Bueno children. Sigo que hay deadline y no sé si voy a llegar. Susto.


Llega una voz ronca del bar. Pérate. Hay un loco de pelo gris y rulo que habla solo. No estoy tan mal, yo hablo sola, pero no en lugares públicos. No. Pérate. El tipo está leyendo. Tiene tres libros sobre el counter del bar, encima un paraguas como de bacterias. Y lee con su voz ronca, estilo Larry White. Le sabe a mierda el mundo. Suena Sultans of Swings en la radio. El hombre baja el libro, toma un sorbo de te y se mueve con el ritmo de la música. Sigue leyendo.


No sé por qué, pero este hombre me hace pensar que todavía tengo esperanza. Justo escribo esto y agarra sus cosas y se va. Es el destino, que me quiere decir algo.

miércoles, 11 de agosto de 2010

Desde el Puente

Esta ciudad tiene un río y por ende varios puentes. Algunos que son dignos de enamorarse de ellos, aunque una vez un taxista me dijo que uno no se enamora de un puente. El que a mí me gusta es muy sencillo, no tiene nada del otro mundo salvo un significado y una historia que hay que googlear, y una estructura que te hace sentir el viento por todos lados cuando sopla. Te despeina. Te vuelve a peinar. Y cuando llegas a tu casa y te ves en el espejo, te ríes y te recuerdas de aquellas muñecas desgreñadas cuya melena era una lástima.


Este puente es una cosa de día y otra de noche.
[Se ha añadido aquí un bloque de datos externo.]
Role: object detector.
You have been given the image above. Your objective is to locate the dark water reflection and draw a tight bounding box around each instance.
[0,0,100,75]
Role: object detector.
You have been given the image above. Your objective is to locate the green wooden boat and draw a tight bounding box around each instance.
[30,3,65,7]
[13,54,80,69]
Yo voy generalmente de día, suelto a mi hija que empieza a practicar el hermoso arte de caminar y va dando tumbos sobre los listones de madera que dejan ver el río abajo, cosa que a veces da algo de susto. Me pongo a tomar fotos de algunos de los personajes que están allí. Me doy cuenta que aquí la gente es más abierta de lo que parece. Muy pocos me han dicho que no.


De hecho algunos me han preguntado qué voy a hacer con la foto. Les digo que nada. Que es para mi trabajo artístico personal. Entonces me dicen que claro que quieren dejarse tomar la foto, y eso me emociona, porque se siente sabroso cuando alguien quiere participar en tu sueño. Así como todo el que lee esta página y deja su comentario participa en mi sueño de ser escritora. Es algo que no olvido. Que siempre llevo presente.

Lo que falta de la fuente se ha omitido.